Everything old is new again because they announced Atlanta – Mumbai service 10 years ago.
Gateway of India, Mumbai
Delta says they’re doing this because of the recent agreements with the UAE and Qatar that don’t change their flying at all, in any way. And they specifically thank Donald Trump. Again.
The announcement follows agreements between the U.S. and the governments of the United Arab Emirates and Qatar to address the issue of government subsidies provided to state-owned carriers in those nations. The framework created by the agreement allows Delta to move forward with service to India, a market long impacted by government-subsidized Middle Eastern airlines.
This move will mark a return to India for Delta, which was forced to exit the market after subsidized state-owned airlines made service economically unviable.
“It is exciting to be able to announce Delta’s return to India from the U.S. as part of our vision to expand Delta’s reach internationally,” said Delta CEO Ed Bastian. “We are thankful to the president for taking real action to enforce our Open Skies trade deals, which made this new service possible. We are looking forward to providing customers in the U.S. and India with Delta’s famously reliable, customer-focused service operated by the best employees in the industry.”

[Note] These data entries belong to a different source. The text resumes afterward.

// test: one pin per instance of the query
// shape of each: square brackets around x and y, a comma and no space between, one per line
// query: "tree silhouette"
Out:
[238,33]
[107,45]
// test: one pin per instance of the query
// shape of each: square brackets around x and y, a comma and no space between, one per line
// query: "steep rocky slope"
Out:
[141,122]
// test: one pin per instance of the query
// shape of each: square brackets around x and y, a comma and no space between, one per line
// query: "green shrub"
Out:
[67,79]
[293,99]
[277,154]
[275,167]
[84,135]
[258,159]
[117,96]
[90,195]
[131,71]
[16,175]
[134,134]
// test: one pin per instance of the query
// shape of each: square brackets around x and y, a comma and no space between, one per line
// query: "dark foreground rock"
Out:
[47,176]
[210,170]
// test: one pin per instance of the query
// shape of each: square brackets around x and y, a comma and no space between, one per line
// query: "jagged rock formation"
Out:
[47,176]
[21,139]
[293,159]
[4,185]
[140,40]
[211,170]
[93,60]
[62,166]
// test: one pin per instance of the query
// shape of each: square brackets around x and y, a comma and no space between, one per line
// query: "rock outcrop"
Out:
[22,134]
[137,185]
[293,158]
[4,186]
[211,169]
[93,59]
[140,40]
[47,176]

Just like Obi Wan Kenobi explaining to Luke Skywalker that it was sort of true when he claimed Darth Vader betrayed and murdered Skywalker’s father — “from a certain point of view” — we can say the same thing about Delta’s explanation for why they’re returning to India.
To be clear Delta returns to India because,
- They have a new close partner in Jet Airways that can provide local connecting traffic in India and that’s being run by a former Delta executive.

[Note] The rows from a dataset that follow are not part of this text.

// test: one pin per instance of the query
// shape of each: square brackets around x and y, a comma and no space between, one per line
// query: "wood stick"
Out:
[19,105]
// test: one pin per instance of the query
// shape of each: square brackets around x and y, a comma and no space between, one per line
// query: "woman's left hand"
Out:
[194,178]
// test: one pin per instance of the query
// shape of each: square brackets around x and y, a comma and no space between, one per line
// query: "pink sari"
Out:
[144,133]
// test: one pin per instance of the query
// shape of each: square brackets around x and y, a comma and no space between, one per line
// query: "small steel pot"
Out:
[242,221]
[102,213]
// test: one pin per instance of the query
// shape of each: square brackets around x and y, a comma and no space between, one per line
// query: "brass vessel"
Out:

- The Airbus A350 can fly long distances fuel-efficiently. Delta hasn’t announced that their route will be flown by an A350 but it’s a logical guess, and of course Delta doesn’t buy new Boeing aircraft so doesn’t have any 787s. (When they served Atlanta – Mumbai it was with a larger and more expensive to operate Boeing 777-200LR.)

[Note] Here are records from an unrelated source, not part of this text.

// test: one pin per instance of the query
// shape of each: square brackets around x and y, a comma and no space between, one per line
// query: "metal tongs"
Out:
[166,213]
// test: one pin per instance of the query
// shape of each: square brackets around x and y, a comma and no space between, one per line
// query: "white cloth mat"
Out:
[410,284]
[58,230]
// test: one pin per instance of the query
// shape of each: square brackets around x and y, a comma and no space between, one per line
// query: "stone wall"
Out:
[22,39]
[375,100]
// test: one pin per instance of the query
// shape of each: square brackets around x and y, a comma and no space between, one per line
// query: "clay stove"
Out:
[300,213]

How on earth Delta’s ability to fly to India was affected by fifth freedom routes flown between the US and Europe by Gulf carriers (of which there are only two) which is where Delta pivoted to in its lobbying they do not say.
However it is technically true that without the resolution with the Gulf carriers Delta wouldn’t fly to India because they were so rhetorically committed to the narrative that Emirates, Etihad, and Qatar were harming them that they couldn’t undermine their own position by announcing India service earlier — although once they began close cooperation with India’s Jet Airways last year it was an obvious and foregone conclusion that Delta would return to the India market.
Delta’s rhetoric was so extreme they slandered Emirates, Etihad and Qatar with the specter of 9/11 (while not mentioning their own partner, Saudia, is backed by the government of Saudi Arabia). And they called Boeing’s commercial airplane division an ‘arms dealer’ selling weapons to these airlines.
So it is true that the catalyst here was taking the Gulf carrier issue off the table, from a certain point of view. That was not a sufficient condition. But to them it was necessary, flying to India after claiming the Gulf carriers made it impossible would have been too embarrassing for the corporate personhood.
Nonetheless the fact that Delta will return to India without any limitation on flights between the US and Mideast placed upon Emirates, Etihad, and Qatar and without any rules imposed on their pricing — which is what Delta demanded — just underscores how bankrupt their position was all along.